In second grade, students learn how to prepare and save themselves when an earthquake strikes - they scanned posters of photos of the streets of the route they take to and from the school.
The topic was to look at possible dangers in transit and each student wrote their ideas on PostIt notes. At the end of the teaching session, the teacher asked the students to read from their PostIt notes, which were pasted on the posters for later reference.
"The aim is to have a curriculum that can be adapted in different locations in Japan and training can be given on different scenarios," Masaki Nakatsuji, vice-principal of the school.
Grade two students were divided into groups as they studied a poster with a photo of their route about which they had to give their input on how they would react and save themselves if an earthquake struck. "I will run to a safe location and hide there," said one student.
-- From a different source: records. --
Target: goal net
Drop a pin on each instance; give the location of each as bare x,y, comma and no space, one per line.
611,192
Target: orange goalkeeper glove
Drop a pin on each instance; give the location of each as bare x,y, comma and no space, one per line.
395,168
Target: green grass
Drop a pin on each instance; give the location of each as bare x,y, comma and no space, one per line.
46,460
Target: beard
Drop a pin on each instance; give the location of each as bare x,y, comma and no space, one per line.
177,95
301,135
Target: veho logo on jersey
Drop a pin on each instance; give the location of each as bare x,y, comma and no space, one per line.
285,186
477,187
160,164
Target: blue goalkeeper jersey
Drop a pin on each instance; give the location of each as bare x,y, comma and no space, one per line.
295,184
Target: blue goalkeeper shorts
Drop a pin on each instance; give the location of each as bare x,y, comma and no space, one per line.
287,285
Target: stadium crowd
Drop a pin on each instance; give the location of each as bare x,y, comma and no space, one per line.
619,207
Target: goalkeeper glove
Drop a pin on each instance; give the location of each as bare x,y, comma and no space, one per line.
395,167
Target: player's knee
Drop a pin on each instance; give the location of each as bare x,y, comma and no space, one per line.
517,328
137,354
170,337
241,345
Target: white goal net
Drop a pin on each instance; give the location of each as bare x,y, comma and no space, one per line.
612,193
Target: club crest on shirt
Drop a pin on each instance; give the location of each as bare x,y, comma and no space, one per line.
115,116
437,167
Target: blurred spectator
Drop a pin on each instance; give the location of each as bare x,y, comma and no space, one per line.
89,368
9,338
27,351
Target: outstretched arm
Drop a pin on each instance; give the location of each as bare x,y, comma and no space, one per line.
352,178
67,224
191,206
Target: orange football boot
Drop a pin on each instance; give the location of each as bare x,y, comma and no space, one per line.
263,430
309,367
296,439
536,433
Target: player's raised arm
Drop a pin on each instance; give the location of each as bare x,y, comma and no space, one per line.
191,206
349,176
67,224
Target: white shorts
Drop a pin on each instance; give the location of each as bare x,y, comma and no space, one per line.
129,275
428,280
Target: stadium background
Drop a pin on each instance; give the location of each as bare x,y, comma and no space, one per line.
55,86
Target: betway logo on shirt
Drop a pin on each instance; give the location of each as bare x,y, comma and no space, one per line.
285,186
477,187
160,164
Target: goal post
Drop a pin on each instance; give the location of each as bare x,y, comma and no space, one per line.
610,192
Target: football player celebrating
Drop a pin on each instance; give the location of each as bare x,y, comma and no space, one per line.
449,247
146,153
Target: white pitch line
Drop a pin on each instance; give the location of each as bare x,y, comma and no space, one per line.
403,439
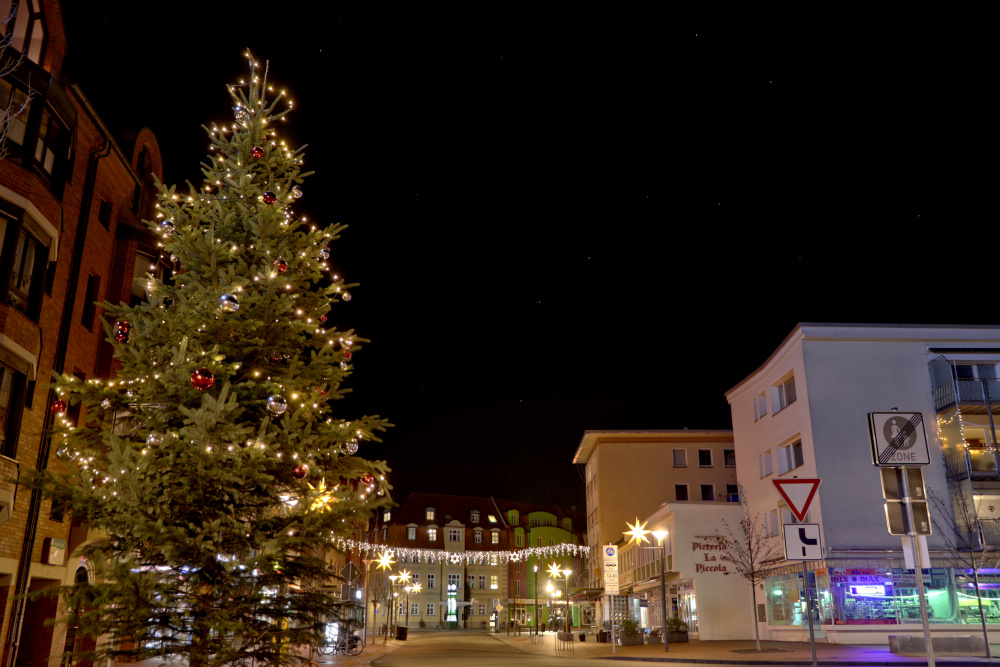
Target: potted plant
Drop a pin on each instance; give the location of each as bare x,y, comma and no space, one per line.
631,636
676,630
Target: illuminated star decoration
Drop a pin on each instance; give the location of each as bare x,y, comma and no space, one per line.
324,499
385,560
638,532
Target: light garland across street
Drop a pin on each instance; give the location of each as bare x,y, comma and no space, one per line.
410,555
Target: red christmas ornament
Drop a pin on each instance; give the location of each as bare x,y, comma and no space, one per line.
202,379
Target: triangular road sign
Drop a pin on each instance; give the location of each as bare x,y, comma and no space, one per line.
798,493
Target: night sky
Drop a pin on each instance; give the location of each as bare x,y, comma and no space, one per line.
574,217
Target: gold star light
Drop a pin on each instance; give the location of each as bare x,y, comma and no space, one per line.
385,560
324,499
638,532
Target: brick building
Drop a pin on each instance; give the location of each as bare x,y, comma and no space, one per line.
71,201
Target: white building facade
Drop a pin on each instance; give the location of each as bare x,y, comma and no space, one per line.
803,414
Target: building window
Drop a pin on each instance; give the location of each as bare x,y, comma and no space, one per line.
789,457
12,384
783,395
90,302
104,213
764,462
24,254
759,406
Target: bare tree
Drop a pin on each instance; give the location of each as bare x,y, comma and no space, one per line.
751,551
957,523
8,64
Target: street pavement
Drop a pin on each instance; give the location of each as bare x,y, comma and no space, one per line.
477,647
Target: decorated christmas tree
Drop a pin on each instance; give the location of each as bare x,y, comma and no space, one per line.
214,462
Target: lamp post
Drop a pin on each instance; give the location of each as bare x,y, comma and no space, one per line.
566,573
393,612
638,534
661,535
536,599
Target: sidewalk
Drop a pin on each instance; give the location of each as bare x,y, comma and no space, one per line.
737,652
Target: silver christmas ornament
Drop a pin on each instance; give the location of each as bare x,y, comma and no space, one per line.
228,303
276,404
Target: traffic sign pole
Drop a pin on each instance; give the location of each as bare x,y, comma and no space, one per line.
918,557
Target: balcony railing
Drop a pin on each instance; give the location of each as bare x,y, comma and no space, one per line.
967,392
978,463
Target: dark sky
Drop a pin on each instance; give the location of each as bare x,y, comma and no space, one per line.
589,217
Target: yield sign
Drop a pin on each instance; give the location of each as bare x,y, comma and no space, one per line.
798,493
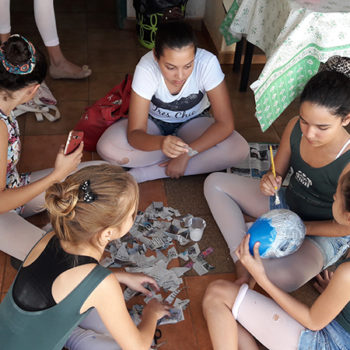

Her classmate added, "I will run away from the danger." And another girl said that she would cover her head with her school bag. "I will run away from the light post and hide in a safe place," was another student's suggestion.
The students are taught the risks and dangers of natural disasters but are encouraged to be calm and positive.
Students of Grade four focus on safety and talk about solutions to the problem.
In a class, students filled out worksheets on the importance of protecting themselves at all times and being aware of their surroundings, and each had their recommendations. "These exercises," Nakatsuji said, "are an integral part of the school's curriculum, and especially after the March 2011 Tsunami, we are giving more emphasis to disaster preparedness and management."
As a part of the exercise, students are taken on field trips, along the routes they take from home to school, and familiarised with the shelters and spots where they can take refuge should an earthquake strike when they are in transit.
There are shops that have designated shelters for children on the premises.
Children also learn steps to take if there is torrential rain. There are two basic lessons that are reiterated. when there is an earthquake, they hide underneath the desks and are then evacuated from the schoolyard. In the case of a tsunami threat, the students are evacuated to the third floor.
The school actively collaborates with parents and the neighbouring communities. Once or twice in the school year, Nakatsuji informed, they have one drill each: to check the evacuation route in the event of an earthquake, and evacuation in case of a tsunami.
Students also participate in fire drills.
The school has allocated 30 hours in the year for grades one and two, and 35 hours in the year for grade three and above for disaster preparedness and training.
Shichigo Elementary School is developing a national curriculum on disaster preparedness based on its first-hand experiences with the deadly earthquake and tsunami that left more than 20,000 people dead in Sendai and surrounding regions.
"We learnt a lesson," said Tomoho Takahashi, principal. "And we are determined to pass down these lessons to the next generation so that they are better informed and equipped."
The visit to Japan was part of 'Pacific Islands and Caribbean Journalists' Programme' organised by the Tokyo-based Association for the Promotion of International Cooperation (APIC), with support from the Foreign Press Centre, Japan.